Jadi, menjadi sederhana ternyata tak sesederhana yang diucapkan, untuk tak menyebutnya kian sulit. Bagaimana mungkin kalian yang hidup dari satu kafe ke kafe lain, dari mall ke mall, dari outlet dan distro waralaba yang menawarkan harga dan status sosial, bisa menjadikan konsep sederhana sebagai aktivitas keseharian.

Kalau menjadi sederhana saja tak mudah, maka tidakkah menjadi bahagia juga rumit? Lantas, kenapa kita sulit bahagia? Jawabannya ternyata klise, tetapi benar adanya: kita tak mahir bersyukur.

Bayangkan suatu waktu Anda sedang benar-benar tak punya uang alias bokek. Kebetulan saat itu adalah hari Jumat, hari di mana Anda mungkin terbiasa bersedekah lebih banyak dari hari biasanya. Ngalap hari baik. Tetapi di Jumat itu Anda tak bisa bersedekah seperti biasanya, bahkan bersedekah untuk para peminta-pinta saja nyaris tak berdaya. Datang pula seorang kawan yang sedang kepayahan dan butuh uang, dan dengan menanggung getir Anda mungkin harus menjawab dengan kata maaf. Padahal kawanmu hanya perlu uang tak lebih dari 100 ribu untuk makan anak dan istrinya satu hari.

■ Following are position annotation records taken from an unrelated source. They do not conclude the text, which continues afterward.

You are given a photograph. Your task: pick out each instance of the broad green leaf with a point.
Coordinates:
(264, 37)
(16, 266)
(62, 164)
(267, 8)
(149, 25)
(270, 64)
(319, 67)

Eh, datang lagi kawan lainnya dengan memikul kesulitan pula. Dia butuh 500 ribu untuk membayar SPP anaknya yang sudah menunggak dua bulan. Biasanya Anda amat ringan tangan membantu kawan dan saudara yang sedang butuh uang, tetapi hari ini benar-benar tak berdaya. Kita bisa membayangkan situasinya bukan? Semisal Anda memakan nasi goreng pera dengan lahap hingga kerongkongan seret, tetapi saat hendak minum ternyata stok air mineral habis tak tersisa. Sesaklah dada.

Kita lantas berdoa dengan khusyu, meminta kelepangan rezeki agar bisa membantu kawan dan saudara yang membuuhkan. Selepas berdoa, karena semesta belum juga memberi isyarat datangnya rezeki, pikiran mulai cemas. Untuk melipur diri, sensasi khayal mulai menggoda dan memasuki pikiran, membayangkan ini dan itu sambal berjanji akan seperti ini dan seperti itu.

"Agh, kalau saja aku dapat uang 1 juta saja, pertama-tama langsung kusedekahkan 100 ribu. Aku juga pasti aku bisa memberi si A 200 ribu untuk makan dua hari, lalu meminjami 500 ribu untuk kawan yang butuh bayar tunggakan SPP anaknya Kabulkan ya Allah " begitu ratap doamu.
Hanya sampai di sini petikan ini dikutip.